Many toxic and flammable gases are very reactive and under suitable conditions they can change by chemical reactions. Modern gas detection systems utilise a multitude of techniques in their operations; from electrochemical sensors and catalytic bead sensors to infrared technology in point sensors and open path sensors, as well as flame detectors, ultrasonic sensors and gas cameras. Just as gases can display unusual characteristics, the real innovation in gas detection technology is in the very precise matching of the measuring system to localised circumstances and particular requirements.
With ever-improving sensors, modern detection technology for flammable and hazardous gases enables us to design highly reliable gas detection systems.
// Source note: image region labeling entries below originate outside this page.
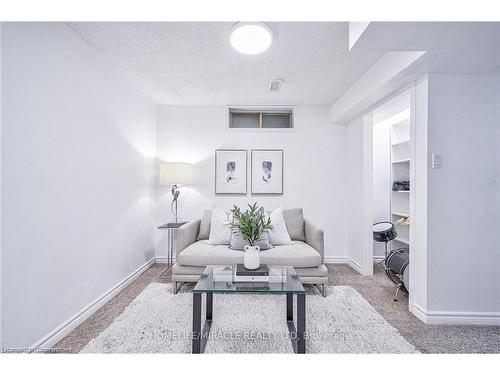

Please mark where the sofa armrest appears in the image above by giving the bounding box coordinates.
[304,219,325,263]
[175,220,201,259]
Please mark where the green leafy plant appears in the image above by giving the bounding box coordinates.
[231,202,273,246]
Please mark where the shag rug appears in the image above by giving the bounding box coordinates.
[82,283,418,353]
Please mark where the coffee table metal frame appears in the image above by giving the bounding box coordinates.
[192,266,306,353]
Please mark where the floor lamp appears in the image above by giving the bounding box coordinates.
[160,162,193,224]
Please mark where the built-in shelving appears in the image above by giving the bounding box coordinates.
[392,139,410,147]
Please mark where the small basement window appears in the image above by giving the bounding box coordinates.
[229,108,293,129]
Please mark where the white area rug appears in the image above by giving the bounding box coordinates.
[82,283,417,353]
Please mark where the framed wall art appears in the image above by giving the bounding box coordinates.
[251,149,283,194]
[215,149,248,194]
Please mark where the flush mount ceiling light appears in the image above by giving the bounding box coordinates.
[230,22,273,55]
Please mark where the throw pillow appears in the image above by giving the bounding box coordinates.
[269,207,292,246]
[208,207,231,245]
[229,232,273,250]
[283,208,306,242]
[197,210,212,241]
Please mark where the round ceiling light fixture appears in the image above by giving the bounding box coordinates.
[230,22,273,55]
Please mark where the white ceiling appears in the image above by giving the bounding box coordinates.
[353,22,500,74]
[69,22,385,105]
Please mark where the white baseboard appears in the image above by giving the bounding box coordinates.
[325,256,361,273]
[30,258,156,350]
[411,304,500,326]
[155,257,175,264]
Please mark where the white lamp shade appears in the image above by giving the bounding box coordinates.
[160,163,193,185]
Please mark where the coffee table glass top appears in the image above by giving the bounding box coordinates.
[193,265,305,294]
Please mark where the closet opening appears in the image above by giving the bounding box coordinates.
[371,90,413,301]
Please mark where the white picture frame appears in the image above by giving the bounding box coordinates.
[215,149,248,195]
[251,149,284,194]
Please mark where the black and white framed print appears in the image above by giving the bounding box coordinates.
[251,149,283,194]
[215,149,248,194]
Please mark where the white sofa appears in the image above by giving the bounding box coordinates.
[172,209,328,295]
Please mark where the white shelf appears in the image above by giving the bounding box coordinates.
[392,139,410,147]
[392,212,410,217]
[392,159,410,164]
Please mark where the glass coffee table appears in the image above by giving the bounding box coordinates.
[192,266,306,353]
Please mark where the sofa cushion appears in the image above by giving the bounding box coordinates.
[283,208,306,242]
[208,207,232,245]
[177,241,321,267]
[269,207,292,246]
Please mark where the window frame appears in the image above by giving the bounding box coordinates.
[226,105,298,132]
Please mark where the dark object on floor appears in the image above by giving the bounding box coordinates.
[385,248,410,301]
[392,181,410,191]
[373,221,398,259]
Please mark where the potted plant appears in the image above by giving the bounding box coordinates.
[231,202,273,270]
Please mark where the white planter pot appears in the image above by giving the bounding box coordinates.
[243,245,260,270]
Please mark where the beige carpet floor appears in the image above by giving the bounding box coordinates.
[56,264,500,353]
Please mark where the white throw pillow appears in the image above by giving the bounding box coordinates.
[269,207,292,246]
[208,207,231,245]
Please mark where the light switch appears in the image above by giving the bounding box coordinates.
[432,153,441,169]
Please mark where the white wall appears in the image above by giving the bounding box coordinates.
[346,116,373,276]
[427,74,500,323]
[1,23,156,347]
[0,22,3,347]
[157,106,348,257]
[373,122,392,257]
The foundation for planning any system is well-considered matching of the components, based on a range of different technologies, to specific local conditions.
Safety needs cannot be met by ‘off-the-peg’ solutions and it is important to undertake a detailed analysis of the current situation to ensure that all individual needs in gas detection are met, providing an holistic solution.
Significantly, no one detection system can work in isolation, hence the role of bespoke solutions and the importance of tailoring a company’s safety systems to its individual needs. Gas detection systems can be supported effectively by explosion-proof and reliable flame detection systems. It is important to have in place a full and tailored solution according to your needs and driven by the application including substance, surrounding environment and processes, fire type (hydrocarbon or non-hydrocarbon) and size.
To ensure that a gas detection system is able to react quickly and precisely, its components must be carefully matched to the particular circumstances such as the physical and chemical properties of the materials, assumption of the most likely leakage points, as well as the location’s constructional, geographical and meteorological conditions.
The prediction of gas dispersion and most likely behaviour, based on particular circumstances, forms the basis for a gas detection system, whether stationary or mobile. Fundamentally, in order to ensure a system’s reliability, it must be correctly installed, calibrated, operated and maintained. It follows that within every tailored gas detection system should come a bespoke training and servicing plan, an area which MicroWatt believes is absolutely imperative in ensuring the safety of human lives.
Making sure there is a robust system in place could mean the difference between life and serious injury or even death.